The four MCOs that will participate in the first year of the two-year project are Amerigroup,
Jai Medical Systems, MedStar Family Choice and Priority Partners. “Earlier this summer, the National Association of Chronic Disease Directors awarded funding to our Medicaid program for this two-year demonstration project,” said Deputy Secretary of Public Health Financing Shannon McMahon, who oversees Maryland’s Medicaid Program. “It was our goal to have four of our eight MCOs participate. So, we are very pleased.”
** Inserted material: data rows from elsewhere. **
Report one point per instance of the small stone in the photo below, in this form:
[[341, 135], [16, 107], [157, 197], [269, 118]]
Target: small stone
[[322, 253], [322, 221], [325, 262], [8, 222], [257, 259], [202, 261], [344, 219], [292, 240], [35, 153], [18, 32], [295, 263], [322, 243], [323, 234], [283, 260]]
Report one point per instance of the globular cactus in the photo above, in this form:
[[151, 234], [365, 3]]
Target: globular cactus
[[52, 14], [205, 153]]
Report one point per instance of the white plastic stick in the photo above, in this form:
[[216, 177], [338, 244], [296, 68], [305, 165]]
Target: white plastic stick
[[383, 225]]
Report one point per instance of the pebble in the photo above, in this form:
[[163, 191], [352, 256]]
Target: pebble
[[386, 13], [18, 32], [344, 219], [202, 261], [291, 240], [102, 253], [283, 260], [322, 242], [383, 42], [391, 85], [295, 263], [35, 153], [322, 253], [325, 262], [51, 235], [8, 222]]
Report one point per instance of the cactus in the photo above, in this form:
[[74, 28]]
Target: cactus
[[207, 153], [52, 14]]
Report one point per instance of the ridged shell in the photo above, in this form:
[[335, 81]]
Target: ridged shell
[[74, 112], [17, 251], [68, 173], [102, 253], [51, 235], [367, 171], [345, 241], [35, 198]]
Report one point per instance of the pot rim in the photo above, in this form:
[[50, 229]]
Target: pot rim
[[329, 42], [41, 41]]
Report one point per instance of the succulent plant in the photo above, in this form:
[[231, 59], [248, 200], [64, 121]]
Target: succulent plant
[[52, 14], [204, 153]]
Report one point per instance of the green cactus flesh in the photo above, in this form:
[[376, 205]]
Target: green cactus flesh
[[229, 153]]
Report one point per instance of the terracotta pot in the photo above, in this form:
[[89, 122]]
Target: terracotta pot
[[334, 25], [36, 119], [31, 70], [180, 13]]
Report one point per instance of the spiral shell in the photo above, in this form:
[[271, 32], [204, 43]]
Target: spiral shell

Maryland Medicaid, housed in Health and Mental Hygiene, will use this funding to offer a non-competitive grant opportunity to the four MCOs to implement delivery models for the National DPP to Medicaid beneficiaries with prediabetes and at high risk for type 2 diabetes through a virtual, CDC-recognized lifestyle-change program such as Omada Health’s Prevent for Underserved Populations – as well as through community-based, in-person programs.
The Center for Chronic Disease Prevention and Control (the Center), also situated within Health and Mental Hygiene, will support this demonstration by providing diabetes prevention expertise to the MCOs as they establish relationships with the CDC-recognized lifestyle-change programs. Medicaid and the Center have successfully collaborated on past projects that supported MCOs’ implementation of interventions that strengthened systems that enable Marylanders to better manage hypertension and diabetes.
In July 2015, the U.S. Centers for Disease Control and Prevention’s (CDC) Division of Diabetes Translation awarded a cooperative agreement through the CDC Office of State, Tribal, Local, and Territorial Support to NACDD. The purpose of this cooperative agreement is to test the feasibility and effectiveness of various models to promote Medicaid coverage for the National DPP. The delivery models will be evaluated by NACDD, and successful models will be documented for use by other states. The ultimate goal of this demonstration is to achieve sustainable coverage of the National DPP for Medicaid beneficiaries under current Medicaid authorities.
Oregon was the other state awarded funding for the National DPP.